Departmental Legal Services Unit
Natural Resources Canada
The LSU relies on NRCan’s and the Department of Justice’s information systems for decision-making and accountability purposes.
Management requires reliable and timely information on which to base decisions and provide accountability. A significant amount of that information comes from various computerized information systems.
As noted in “Financial Resources,” the DLSU receives financial reports from the NRCan financial system on a monthly and quarterly basis. The Office Manager reviews the reports monthly and identifies required changes, where appropriate. Timing differences between the Department of Justice’s Salary Management System and NRCan’s financial system are reconciled. The NRCan Sector that received legal services from a Department of Justice regional office or a headquarters group (e.g. Civil Litigation, Public Law Sector) is identified, and approval for the internal charge-back is sought. The reports provide basic information about expenses and commitments, but the LSU’s General Counsel and Executive Director noted that the reports do not allow the LSU to track its expenditures against budget without additional manual manipulation. NRCan is planning to change its financial system starting in 2011-12.

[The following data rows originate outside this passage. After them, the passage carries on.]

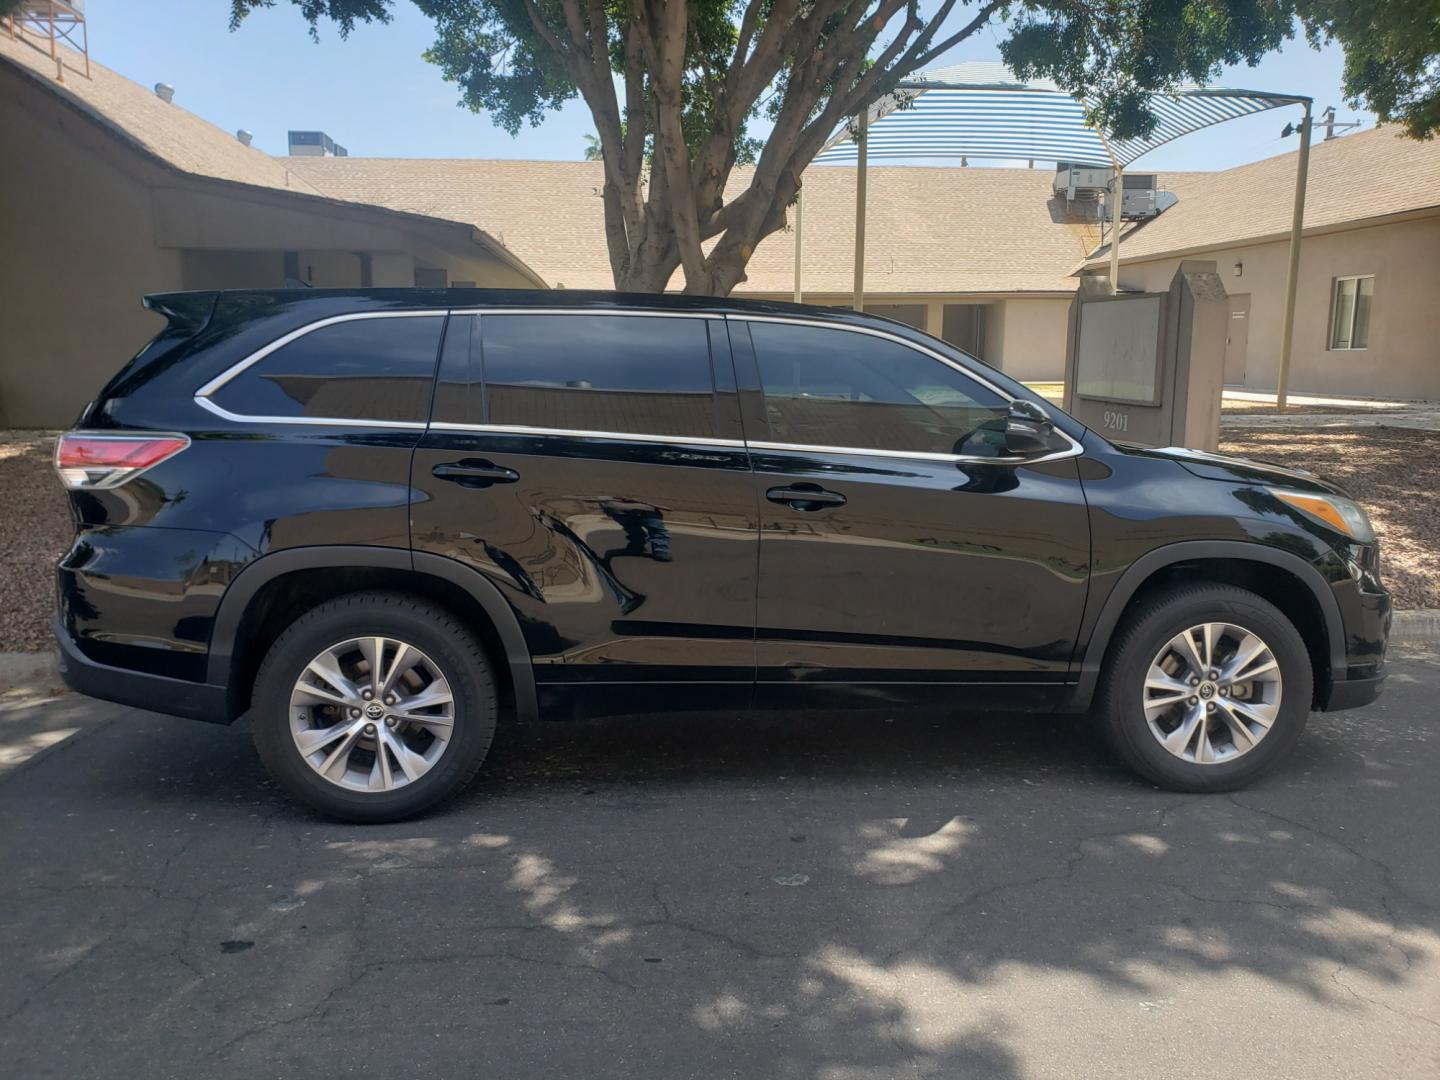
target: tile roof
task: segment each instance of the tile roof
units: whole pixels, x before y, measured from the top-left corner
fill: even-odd
[[[290,158],[328,194],[474,222],[569,288],[613,287],[598,162],[406,158]],[[1056,224],[1049,169],[908,166],[869,171],[865,277],[874,293],[1070,292],[1086,248]],[[737,169],[734,190],[748,181]],[[848,294],[855,170],[805,176],[804,285]],[[788,295],[794,234],[756,249],[737,293]],[[675,284],[681,279],[677,276]]]
[[[1180,200],[1153,221],[1122,234],[1122,259],[1158,258],[1288,236],[1299,151],[1217,173],[1192,173],[1174,185]],[[1440,207],[1440,139],[1416,142],[1395,127],[1318,142],[1310,150],[1305,228]],[[1108,247],[1091,264],[1108,257]]]
[[[55,63],[48,48],[42,51],[23,38],[12,41],[9,34],[0,34],[0,61],[8,61],[42,81],[57,96],[165,164],[197,176],[317,194],[283,158],[245,146],[233,134],[179,105],[167,104],[153,91],[96,63],[93,57],[90,77],[86,78],[83,57],[63,47],[58,51],[65,63],[63,83],[55,79]]]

The NRCan LSU can generate timekeeping reports from iCase data for the LSU when required. The LSU also receives reports from other Justice offices, generally at least quarterly. Lawyers are encouraged by the General Counsel and Executive Director to record all of their time and not just the standard day (7.5 hours). The Office Manager follows up to ensure that the LSU’s lawyers enter their timekeeping data before the deadlines set by the Department of Justice, thereby ensuring that the timekeeping reports are complete. The LSU uses the reports to make year-over-year comparisons of the client department sectors that are using the LSU’s services, and to substantiate requests to the client department for additional resources.
The audit team is of the opinion that although the LSU must perform additional manual calculations to track its expenditures against budget, its information systems provide sufficient information for decision making and accountability.
The NRCan LSU’s file management practices are inconsistent and require improvement.
Except for a general policy that staff must work from both print and electronic files, there are no written procedures for file management in the NRCan LSU. As a result, practices differ from person to person. The LSU’s lawyers complete a form in order to open electronic files in the Recorded Information Management System (RIMS), and the legal assistants are responsible for placing documents in the corresponding physical file. However, some lawyers print the documents themselves, while others depend on their assistants. Some print information on a weekly basis, some do not. In the interim, physical files are incomplete, sometimes for several months.
The LSU lawyers use the DOCS Open information system to manage the information on their personal computers. All lawyers have been trained or are scheduled to be trained in using this system. However, because there are no procedures regarding electronic filing, each lawyer files documents differently. Some lawyers were of the opinion that the NRCan LSU would be more efficient if it became a totally paperless office, with all information regarding legal files in a searchable database. Nonetheless, the lack of a single, searchable database is not compromising the LSU’s effectiveness. Its lawyers stated that files can be found when needed, although it could be hard to locate specific opinions. In between file opening and closing, the file’s location is to be recorded in RIMS. We selected a judgmental sample of 13 files from RIMS and verified the physical location. RIMS was also queried to confirm that a further 12 files selected from the records room were recorded as being there. All the files were found in the recorded location.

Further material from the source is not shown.